Hancock’s pitch arsenal is what has scouts raving about in addition to his 6-foot-4, 215-pound frame. His fastball can sit anywhere from 94-99 mph with a mid-80s slider that is his best off-speed pitch. Per his MLB.com scouting report in April, Hancock’s “best offering is a fastball that sits at 94-97 mph and peaks at 99 with riding life, and all three of his secondary pitches grade as at least plus at their best.” That fastball grades out as a 65 and his slider and change-up grade at 60 respectively. Additionally, his scouting report labels him a “frontline starter if he stays healthy.”

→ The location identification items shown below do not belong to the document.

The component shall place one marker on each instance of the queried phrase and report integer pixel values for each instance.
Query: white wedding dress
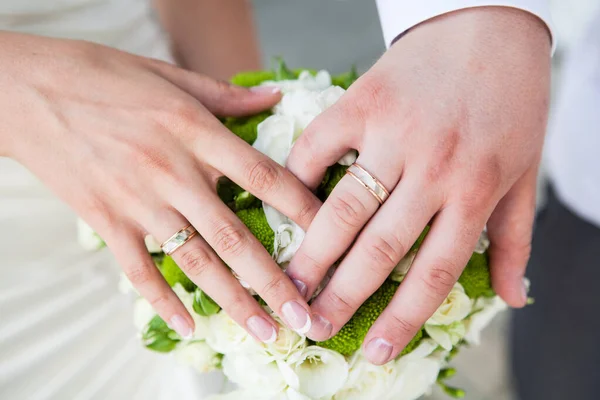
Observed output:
(65, 330)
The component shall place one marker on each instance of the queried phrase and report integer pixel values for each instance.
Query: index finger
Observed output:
(436, 268)
(265, 179)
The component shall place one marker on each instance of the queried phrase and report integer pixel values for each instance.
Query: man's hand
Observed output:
(451, 120)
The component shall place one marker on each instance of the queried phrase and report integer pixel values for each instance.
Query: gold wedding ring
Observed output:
(177, 240)
(372, 184)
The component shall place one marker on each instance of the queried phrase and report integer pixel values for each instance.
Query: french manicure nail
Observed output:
(262, 329)
(265, 89)
(378, 351)
(180, 325)
(296, 316)
(321, 328)
(301, 286)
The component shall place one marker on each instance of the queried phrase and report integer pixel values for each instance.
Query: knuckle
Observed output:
(274, 288)
(340, 303)
(439, 280)
(348, 211)
(230, 239)
(399, 325)
(196, 262)
(385, 251)
(138, 275)
(307, 211)
(263, 176)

With arms such as Brady Singer, Jackson Kowar, Daniel Lynch, and Kris Bubic making their rise through the system, general manager Dayton Moore has reason to believe taking a college arm with the Royals’ first-round selection is unwarranted. However, Kansas City isn’t in position to whiff on any top-five picks if contention is in its plans in a couple of years. Not to mention the Royals’ starting rotation is in a fractured state. Their pitching staff was the second-worst in the American League and fourth-worst in all of baseball. Perhaps adding a potential frontline starter to join the improving farm system is exactly what’s in the cards for Kansas City.

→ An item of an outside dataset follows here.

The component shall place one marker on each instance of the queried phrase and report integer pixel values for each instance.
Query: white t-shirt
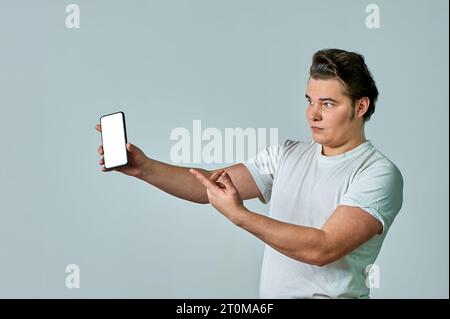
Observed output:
(304, 187)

Hancock seems to be coachable player, with Georgia pitching coach Sean Kenny describing him as “mature, articulate, he’s also extremely respectful” and “extremely bright.” He has also been praised as a teammate, showing good leadership skills, according to head coach Scott Stricklin.

“Emerson was on the top step, cheering on the guys,” Stricklin said after his four innings of work against Richmond during week one. “That’s the kind of teammate he is. That’s why he is going to be so good because he’s unselfish.”

The possibility of Hancock falling out of the top three isn’t as unlikely as many presumed it would be months ago. Assuming Detroit goes with first baseman Spencer Torkelson out of Arizona State and Baltimore goes with Vanderbilt’s Austin Martin at No. 2, the only thing that stands in front of Hancock uniting with Kansas City is Miami. That being said, the Marlins have been frequently linked to left-handed pitcher Asa Lacy out of Texas A&M rather than Hancock.

Kansas City will have a handful of options to jump at when the fourth selection comes around. Whether or not the organization feels the need to add a bat or arm remains in question. But if Hancock falls into the lap of the Royals, he’s going to be a difficult name to turn down.